Custom LUA HAProxy HealthCheck

I’ve recently been tasked with using HAProxy to front a LDAP server in AWS to allow SSL access to the LDAP backend. This was essentially following this guide from AWS. It is a great shame that AWS don’t offer SSL termination in the Directory Service itself, but the HAProxy/ELB solution isn’t too complex and does work well.

While testing out some failure scenarios I did however spot an issue which I didn’t like.

There exists a situation whereby if (for whatever unlikely reason) an HAProxy instance cannot reach any of its downstream LDAP backends the ELB health check of the HAProxy instance will still pass and thus the instance will still be considered healthy. The ELB will still send traffic to the instance, but then things go south because the instance cannot see any LDAP backends and the request fails.

I spent a bit of time googling for a solution and didn’t find anything which solved this, what we really want is for HAProxy to stop listening on the TCP port of the front end when all the backends are unavailable, however that isn’t an option.

The solution I came up with was to use a custom HTTP health check endpoint, which runs a simple LUA script inside HAProxy. This uses the new LUA support, added around to HAProxy around version 1.6.1. Not all the binaries I found had it compiled in as an option so we ended up using the official Docker container.

The way this works is you define a custom HTTP front end in your haproxy.cfg like this:

global
    # Lots removed for brevity!
    lua-load /usr/local/etc/haproxy/haproxy-smart-tcp-healthcheck.lua

# Custom HTTP Health check endpoint
frontend status-lua

    bind  *:8000
    mode http
    http-request use-service lua.status_service

# LDAP frontend
frontend ldap_front

    bind  *:1389
    description LDAP Service
    option socket-stats
    option tcpka
    timeout client 5s
    default_backend aws-ldap

# Downstream AWS LDAP backends
backend aws-ldap

    balance roundrobin
    server directory1 10.0.0.1:8081 check port 8081
    server directory2 10.0.0.2:8081 check port 8081
    option tcp-check</code>

This now runs the LUA service tcp_healthcheck defined in the file haproxy-smart-tcp-healthcheck.lua whenever a request is made for / on port 8000 .

The script itself turned out to be pretty simple, once I got my head around some LUA quirks!

All it does, is query the HAProxy state for all the servers associated with a given backend (named aws-ldap on line 15). Then we loop that list of backends, and if any of them are UP we return a 200 status with the message Found some servers up , if they are all down we return a 500 status with the message Found NO servers up .
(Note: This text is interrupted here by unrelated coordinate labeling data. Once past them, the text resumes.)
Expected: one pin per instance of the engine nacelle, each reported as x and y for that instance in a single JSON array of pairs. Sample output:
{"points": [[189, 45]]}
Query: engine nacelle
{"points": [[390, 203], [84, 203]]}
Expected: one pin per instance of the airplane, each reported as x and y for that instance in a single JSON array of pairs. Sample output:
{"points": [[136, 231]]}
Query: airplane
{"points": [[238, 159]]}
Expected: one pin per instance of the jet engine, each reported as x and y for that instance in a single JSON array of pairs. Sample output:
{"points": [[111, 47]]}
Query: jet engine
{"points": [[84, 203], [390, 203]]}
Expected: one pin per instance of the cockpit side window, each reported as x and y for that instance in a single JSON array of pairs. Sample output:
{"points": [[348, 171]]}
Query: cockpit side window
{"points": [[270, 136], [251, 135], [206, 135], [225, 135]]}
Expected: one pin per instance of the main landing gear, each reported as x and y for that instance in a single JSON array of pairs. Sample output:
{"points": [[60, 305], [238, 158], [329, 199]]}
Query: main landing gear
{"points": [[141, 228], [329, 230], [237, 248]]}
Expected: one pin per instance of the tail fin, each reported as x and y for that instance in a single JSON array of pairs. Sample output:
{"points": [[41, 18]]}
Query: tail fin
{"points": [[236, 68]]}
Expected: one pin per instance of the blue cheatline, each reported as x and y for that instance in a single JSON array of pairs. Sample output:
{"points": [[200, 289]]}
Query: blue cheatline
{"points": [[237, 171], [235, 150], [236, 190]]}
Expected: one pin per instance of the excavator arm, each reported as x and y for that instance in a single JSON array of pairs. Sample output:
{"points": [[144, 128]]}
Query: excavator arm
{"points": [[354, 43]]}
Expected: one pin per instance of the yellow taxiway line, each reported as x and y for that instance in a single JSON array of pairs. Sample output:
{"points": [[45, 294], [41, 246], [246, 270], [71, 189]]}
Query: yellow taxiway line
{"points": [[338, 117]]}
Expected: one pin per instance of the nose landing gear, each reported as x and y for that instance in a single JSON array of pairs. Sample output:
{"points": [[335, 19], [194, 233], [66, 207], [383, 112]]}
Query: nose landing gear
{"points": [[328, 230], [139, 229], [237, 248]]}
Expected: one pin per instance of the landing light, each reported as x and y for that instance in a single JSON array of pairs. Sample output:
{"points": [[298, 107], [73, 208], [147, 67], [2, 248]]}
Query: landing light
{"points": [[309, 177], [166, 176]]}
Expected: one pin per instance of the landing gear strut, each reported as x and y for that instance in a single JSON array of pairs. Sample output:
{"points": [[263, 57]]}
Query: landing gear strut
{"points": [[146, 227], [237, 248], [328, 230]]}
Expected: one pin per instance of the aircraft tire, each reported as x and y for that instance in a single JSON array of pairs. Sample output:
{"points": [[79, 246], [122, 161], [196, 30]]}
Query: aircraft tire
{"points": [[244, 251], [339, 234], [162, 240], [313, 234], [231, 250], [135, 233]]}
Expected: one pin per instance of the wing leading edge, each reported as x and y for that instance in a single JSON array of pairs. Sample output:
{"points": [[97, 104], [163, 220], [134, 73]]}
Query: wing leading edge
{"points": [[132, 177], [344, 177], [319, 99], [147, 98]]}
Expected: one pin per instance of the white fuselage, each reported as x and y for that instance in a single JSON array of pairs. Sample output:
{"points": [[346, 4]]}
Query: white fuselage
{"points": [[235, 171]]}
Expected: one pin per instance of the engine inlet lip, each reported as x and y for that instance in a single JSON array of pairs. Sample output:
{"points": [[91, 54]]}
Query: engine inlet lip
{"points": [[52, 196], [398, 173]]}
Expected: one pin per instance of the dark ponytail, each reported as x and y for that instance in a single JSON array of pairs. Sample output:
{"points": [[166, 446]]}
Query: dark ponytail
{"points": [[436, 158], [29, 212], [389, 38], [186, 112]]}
-- This service checks all the servers in the named backend (see the 
-- backend_name var). If _any_ of them are up, it returns 200 OK. If 
-- they are all down it returns a 500 FAILED.
-- 
-- This is intended to be used as a HTTP health check from an upstream
-- load balancer, without this check the most intelligent health check 
-- that could be performed is a simple TCP check on the HAProxy frontend.
-- This would not fail in the event that HAProxy cannot see *any* of its
-- downstream servers

core.register_service("tcp_healthcheck", "http", function (applet)

    -- Harcoded backend here, if anybody knows how to pass vars into Lua
    -- from the haproxy.cfg please shout!
    local backend_name = "aws-ldap"
    local r = ""

    backend = core.proxies[backend_name]
    servers = backend["servers"]

    local any_up = false

    for k, v in pairs(servers) do

        status = v.get_stats(v)["status"]

        -- If _any_ of the servers are up, we will return OK
        if (status == "UP") then
            any_up = true
        end

    end

    if ( any_up ) then
        core.log(core.debug, "Found some servers up")
        applet:set_status(200)
        r = "OK"
    else
        core.log(core.debug, "Found NO servers up")
        applet:set_status(500)
        r = "FAILED"

    end

    applet:start_response()
    applet:send(r)

end)

With this all installed in the HAProxy instance it was a simple matter of configuring the ELB in AWS to use a HTTP health check for the path / on port 8000.

The AWS Console config for the ELB Health check looks like this:

alt text

And you can see the Listeners configuration is still in TCP passthrough mode, with TLS termination performed at the ELB.

alt text

The one optimisation I’d like to make to this but have not yet found a solution for, is to pass the name of the backend to query through to the script as an argument. Currently it is hardcoded into the script which would mean duplicating the script if you need more than one of these custom health checks, that would be a pain. However in our use-case the HAProxy is only fronting a single LDAP directory so we can live with this single hardcoded piece fo configuration!